DataCTE / SDXL-Training-Improvements

Apache License 2.0
39 stars 0 forks source link

Validation Image Decoding Fails #3

Open DataCTE opened 6 days ago

DataCTE commented 6 days ago

Description

The validation image generation is currently producing only random noise patterns (see attached example image) instead of proper decoded images.

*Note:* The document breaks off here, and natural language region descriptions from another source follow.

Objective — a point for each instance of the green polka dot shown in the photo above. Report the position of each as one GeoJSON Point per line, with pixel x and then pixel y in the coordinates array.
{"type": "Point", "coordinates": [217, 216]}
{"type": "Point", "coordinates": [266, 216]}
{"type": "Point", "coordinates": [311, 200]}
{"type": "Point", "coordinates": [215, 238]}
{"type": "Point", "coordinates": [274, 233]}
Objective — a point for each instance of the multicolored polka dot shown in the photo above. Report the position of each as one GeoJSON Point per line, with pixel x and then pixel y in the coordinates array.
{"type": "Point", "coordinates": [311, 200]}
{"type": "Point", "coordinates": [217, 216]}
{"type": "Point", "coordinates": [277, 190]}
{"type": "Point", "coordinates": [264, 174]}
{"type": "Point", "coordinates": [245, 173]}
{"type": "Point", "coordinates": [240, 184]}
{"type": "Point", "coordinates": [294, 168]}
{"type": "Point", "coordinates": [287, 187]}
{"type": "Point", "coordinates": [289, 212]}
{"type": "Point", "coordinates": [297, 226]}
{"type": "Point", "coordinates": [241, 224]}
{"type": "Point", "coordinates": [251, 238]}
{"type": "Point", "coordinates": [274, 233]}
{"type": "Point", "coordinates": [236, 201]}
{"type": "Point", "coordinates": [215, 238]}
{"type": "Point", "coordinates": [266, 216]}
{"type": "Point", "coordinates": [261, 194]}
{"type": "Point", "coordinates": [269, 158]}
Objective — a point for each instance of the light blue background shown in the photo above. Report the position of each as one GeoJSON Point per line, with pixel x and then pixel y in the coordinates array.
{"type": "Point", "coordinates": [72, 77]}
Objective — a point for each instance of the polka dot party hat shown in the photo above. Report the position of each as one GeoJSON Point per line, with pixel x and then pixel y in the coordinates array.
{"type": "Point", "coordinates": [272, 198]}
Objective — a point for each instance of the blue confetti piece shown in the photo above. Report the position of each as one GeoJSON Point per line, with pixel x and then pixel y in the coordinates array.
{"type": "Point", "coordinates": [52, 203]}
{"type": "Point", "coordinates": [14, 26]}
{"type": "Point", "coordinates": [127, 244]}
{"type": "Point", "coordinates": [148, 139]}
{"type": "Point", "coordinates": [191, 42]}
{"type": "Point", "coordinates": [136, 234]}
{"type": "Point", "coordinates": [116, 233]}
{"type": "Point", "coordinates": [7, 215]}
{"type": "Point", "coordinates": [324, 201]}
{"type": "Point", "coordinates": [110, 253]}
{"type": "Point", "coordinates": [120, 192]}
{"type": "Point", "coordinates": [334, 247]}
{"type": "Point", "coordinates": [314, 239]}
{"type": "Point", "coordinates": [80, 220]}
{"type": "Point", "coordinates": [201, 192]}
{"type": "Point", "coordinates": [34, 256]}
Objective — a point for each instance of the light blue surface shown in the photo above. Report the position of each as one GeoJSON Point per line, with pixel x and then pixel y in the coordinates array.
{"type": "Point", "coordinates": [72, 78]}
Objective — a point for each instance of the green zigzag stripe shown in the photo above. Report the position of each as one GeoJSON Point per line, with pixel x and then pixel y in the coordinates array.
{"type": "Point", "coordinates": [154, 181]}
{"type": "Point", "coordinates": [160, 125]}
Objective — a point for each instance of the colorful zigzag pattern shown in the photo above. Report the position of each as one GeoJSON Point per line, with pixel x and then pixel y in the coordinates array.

This appears to be a systematic failure in the VAE decoding pipeline, particularly with bfloat16 handling.

image

Current Behavior

Current Implementation

def prepare_image(img):
    with torch.cuda.amp.autocast():
        if img.shape[1] == 4:
            img = self.default_vae.decode(img / 0.18215).sample
        img = img.float()
    return img

Root Cause Analysis

  1. VAE Initialization:

    self.default_vae = AutoencoderKL.from_pretrained(
    "stabilityai/stable-diffusion-xl-base-1.0", 
    subfolder="vae",
    torch_dtype=torch.bfloat16
    ).to(device)
  2. Potential Issues:

    • VAE weights not properly loaded in bfloat16
    • Decoder normalization failing
    • Latent scaling factor incorrect
    • Memory corruption during decode

Proposed Fix

class ModelValidator:
    def __init__(self, ...):
        # Load VAE in float32 first
        self.default_vae = AutoencoderKL.from_pretrained(
            "stabilityai/stable-diffusion-xl-base-1.0",
            subfolder="vae"
        ).to("cuda")

        # Explicit dtype handling for decode
        def prepare_image(img):
            with torch.no_grad():
                # Convert to float32 for decode
                if img.dtype == torch.bfloat16:
                    img = img.float()

                # Proper scaling and decode
                if img.shape[1] == 4:
                    img = img / 0.18215
                    img = self.default_vae.decode(img).sample

                # Ensure valid image range
                img = torch.clamp(img, -1, 1)

            return img

Validation Steps

  1. Add tensor validation:

    def validate_tensor(tensor, stage=""):
    print(f"[{stage}] Shape: {tensor.shape}, "
          f"dtype: {tensor.dtype}, "
          f"range: ({tensor.min():.3f}, {tensor.max():.3f}), "
          f"mean: {tensor.mean():.3f}")
  2. Add checkpoints in decode pipeline:

    # Before decode
    validate_tensor(img, "pre-decode")
    # After decode
    validate_tensor(decoded, "post-decode")

Testing Plan

  1. Generate validation images with float32 VAE
  2. Compare with bfloat16 results
  3. Add tensor validation logging
  4. Test with small batch of known-good latents

Impact

jetjodh commented 2 days ago

Have you considered using ollin's fixed vae or tiny vae implementation for validation loop?